If you’ve owned a home for a few years, then you’ve probably taken advantage of the interest deduction that lowers your tax bill. However, several other home-related expenses can also reduce the amount you owe in taxes. For instance, you may be able to deduct home office operating costs, major renovation expenses and the interest charged for home equity loans. Here are a handful of items to keep in mind and review with your accountant.
You can deduct the cost of maintaining a home office from the amount that you owe for taxes. Even if you freelance, you can deduct these expenses.
If you’ve borrowed funds to complete a major renovation on your home, the interest that you accrue on the loan may be tax deductible. In addition, home renovations that you need to make to accommodate a person who is disabled or chronically ill are tax deductible.
Renewable Energy Upgrades
To encourage the use of renewable energy systems, a substantial tax credit is available if you have one installed. Tax credits work differently than deductions because they lower your actual tax bill.
Home Equity Loans
With the housing market beginning to bounce back, home equity loans and credit lines are reappearing.

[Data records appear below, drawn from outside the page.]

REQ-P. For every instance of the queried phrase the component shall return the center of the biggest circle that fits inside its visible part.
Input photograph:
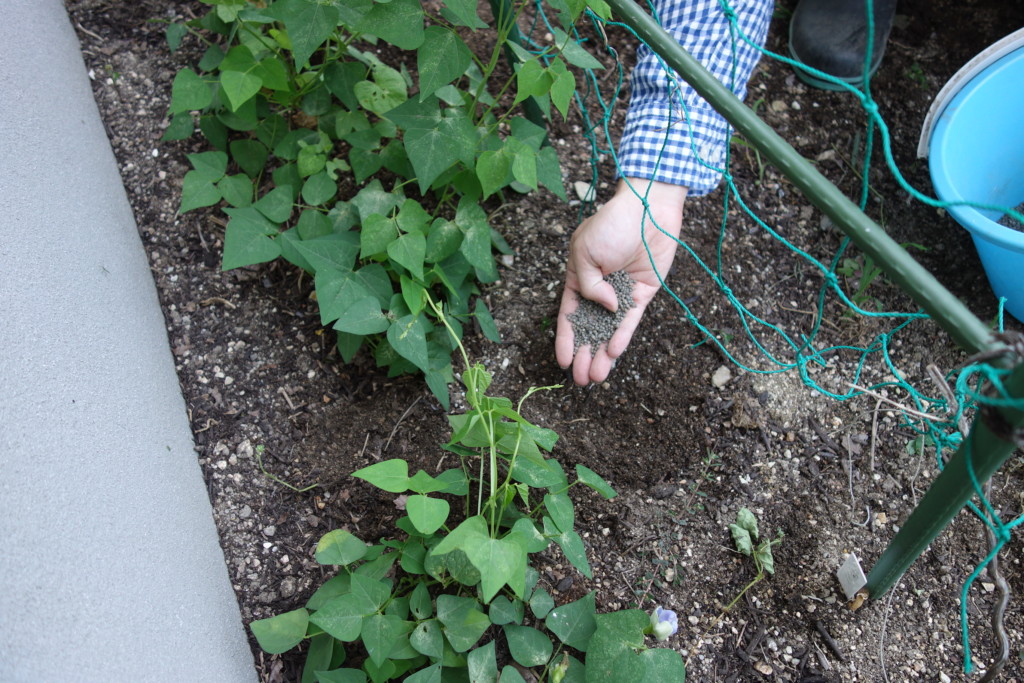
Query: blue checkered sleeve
(672, 134)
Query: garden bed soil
(685, 442)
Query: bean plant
(357, 138)
(455, 596)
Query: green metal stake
(952, 488)
(969, 333)
(950, 491)
(502, 10)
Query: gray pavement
(110, 565)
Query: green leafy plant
(456, 589)
(342, 163)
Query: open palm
(611, 241)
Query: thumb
(593, 286)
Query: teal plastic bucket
(976, 154)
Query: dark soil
(685, 442)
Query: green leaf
(209, 165)
(380, 633)
(486, 323)
(560, 508)
(377, 233)
(390, 475)
(469, 531)
(198, 191)
(342, 616)
(464, 623)
(441, 58)
(384, 92)
(373, 200)
(397, 22)
(189, 92)
(308, 24)
(247, 239)
(499, 561)
(313, 224)
(419, 601)
(373, 590)
(764, 557)
(493, 170)
(335, 251)
(443, 239)
(237, 189)
(340, 79)
(318, 189)
(541, 603)
(465, 12)
(574, 623)
(431, 674)
(428, 639)
(549, 171)
(571, 546)
(747, 520)
(318, 656)
(741, 539)
(523, 162)
(482, 665)
(562, 86)
(511, 675)
(476, 248)
(573, 52)
(180, 127)
(433, 151)
(275, 205)
(524, 527)
(505, 611)
(610, 652)
(363, 317)
(421, 482)
(341, 676)
(240, 87)
(331, 589)
(527, 645)
(590, 478)
(663, 666)
(532, 80)
(409, 251)
(407, 337)
(339, 547)
(273, 74)
(174, 33)
(281, 633)
(337, 291)
(428, 514)
(250, 156)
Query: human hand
(607, 242)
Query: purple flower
(664, 623)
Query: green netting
(979, 384)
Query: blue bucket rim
(972, 219)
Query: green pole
(969, 333)
(985, 450)
(951, 489)
(502, 10)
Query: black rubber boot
(832, 36)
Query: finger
(624, 334)
(593, 286)
(581, 366)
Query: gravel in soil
(267, 395)
(593, 325)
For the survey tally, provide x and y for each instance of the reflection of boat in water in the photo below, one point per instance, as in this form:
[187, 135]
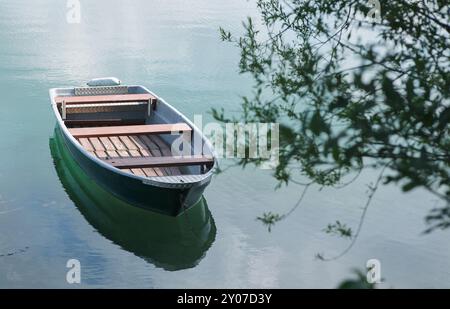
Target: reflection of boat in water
[169, 242]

Married filers can deduct the interest on home equity loans that total $100,000 or less while single filers can deduct the interest on loans of $50,000 or less.
Disaster or Theft Losses
If you’ve suffered financial losses due to theft or a disaster, you can deduct them from your tax bill. Keep in mind that you can only decrease your taxes by the amount that your insurance company will not cover.
Tax breaks and credits make homeownership more affordable. Be sure to review the available deductions to take full advantage of owning a home.